The problem described by kevinkarada addresses mainly a problem with the transcoder speed and not with the transfer speed of the data.
Considering that the transfer speed is in general higher than the output of the transcoder it should not really give problems anyway.
One problem seems to be that the CPU load is very low and the transcoding takes a longer time than needed.
I personally don't experience this problem on my setup. When a sync-job is started the transcoder pushes my CPU regularly up to 85 to 100%.
The transcoding process is actually independent from other processes and I would suspect a bottleneck somewhere else unless the parameters for the process are set in a wrong way by Plex.
For troubleshooting you could proceed as follows:
You can start the transcoder directly with a batch job and test if the transcoder can produce a high CPU load.
An example for a simple batch job on a Windows machine could be this:
It doesn't include all the parameters set by Plex but should give you IMO similar results in terms of CPU load.
I would personally expect the transcoder to be designed to max out the CPU if possible. In this case performing more than 1 transcoding at once would most probably not be the most efficient way to complete the task anyway. If the above batch job maxes out your CPU then I would suspect that the parameters set by Plex might not be ideal in combination with your computer. This would be something for the developers.
A different problem is that the transfer of the data to the sync-device can fail for all or some of the files.
One reason can be that the device is not available at the moment when the data should be transferred (sleeping mode) or that PMS doesn't know that the device is available (the device status has not been updated in time).
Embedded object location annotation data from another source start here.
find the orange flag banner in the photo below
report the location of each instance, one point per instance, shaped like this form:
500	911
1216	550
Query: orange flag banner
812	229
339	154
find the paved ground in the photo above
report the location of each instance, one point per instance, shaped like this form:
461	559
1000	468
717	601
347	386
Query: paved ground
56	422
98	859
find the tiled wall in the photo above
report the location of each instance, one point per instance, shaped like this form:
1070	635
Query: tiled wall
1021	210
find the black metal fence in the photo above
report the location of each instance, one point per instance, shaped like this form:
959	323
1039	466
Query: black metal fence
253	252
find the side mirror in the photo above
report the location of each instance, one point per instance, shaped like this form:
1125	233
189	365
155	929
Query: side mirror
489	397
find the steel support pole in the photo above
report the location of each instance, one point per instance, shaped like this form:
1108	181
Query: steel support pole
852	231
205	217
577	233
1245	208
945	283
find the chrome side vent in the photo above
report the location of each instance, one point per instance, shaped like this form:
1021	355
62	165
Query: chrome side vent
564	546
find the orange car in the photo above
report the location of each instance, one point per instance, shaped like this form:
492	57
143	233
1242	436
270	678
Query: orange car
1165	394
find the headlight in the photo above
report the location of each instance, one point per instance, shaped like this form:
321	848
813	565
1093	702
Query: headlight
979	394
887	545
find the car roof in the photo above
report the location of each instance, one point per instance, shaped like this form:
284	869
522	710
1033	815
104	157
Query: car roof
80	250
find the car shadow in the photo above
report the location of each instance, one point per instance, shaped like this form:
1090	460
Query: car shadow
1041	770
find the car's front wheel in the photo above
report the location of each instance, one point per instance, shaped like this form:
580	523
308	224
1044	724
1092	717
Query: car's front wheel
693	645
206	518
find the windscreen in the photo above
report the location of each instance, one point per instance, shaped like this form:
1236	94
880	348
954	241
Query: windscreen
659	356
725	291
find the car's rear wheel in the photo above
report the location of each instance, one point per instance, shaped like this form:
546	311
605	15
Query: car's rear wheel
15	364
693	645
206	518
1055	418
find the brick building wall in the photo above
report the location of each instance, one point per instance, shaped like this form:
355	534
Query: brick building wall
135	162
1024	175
Since the time to complete the transcoding can be quite long I would not be surprised if one of those might be causing your problem.
Now, with the brand new redesigned iOS App, apparently, we have parallel transfer of sync content.
Especially for remote connections (cellular or not), a sequential transfer is a must. Because of the already mentioned reasons. I’d vote for an option to set if to transfer in parallel (yes/no) for remote or local connections. Maybe also an option if to transcode new objects while transferring the finished transcoded ones until temp space is exhausted or all has finished transcoding.
And while the transfer is running, transcode can definitely run on new objects, as long as physical space is available on the server to store this data.
In my experience, the transfer is always the bottleneck, because transcoding is often running on 30x, 40x and even 60x. I almost exclusively sync TV series which transcode in a few seconds per episode on my server.
Also I don’t understand the difference between “Queued” and “Waiting” while the progress is the same (50 %). And the status “Downloading” suddenly switched to “Queued” in the middle of downloading. On the server and on the iOS device is enough space available (or is there a parameter to configure to limit temp space used for transcoding, I might have missed?).
While writing this post, my sync does not show any progress after the iPad locked itself after some time. After unlocking it, the “Sync” button is still grey and no progress can be seen.
But after closing the App (with swiping it up) and reopening it, progress seem to have happened in the background while the App did not show any update.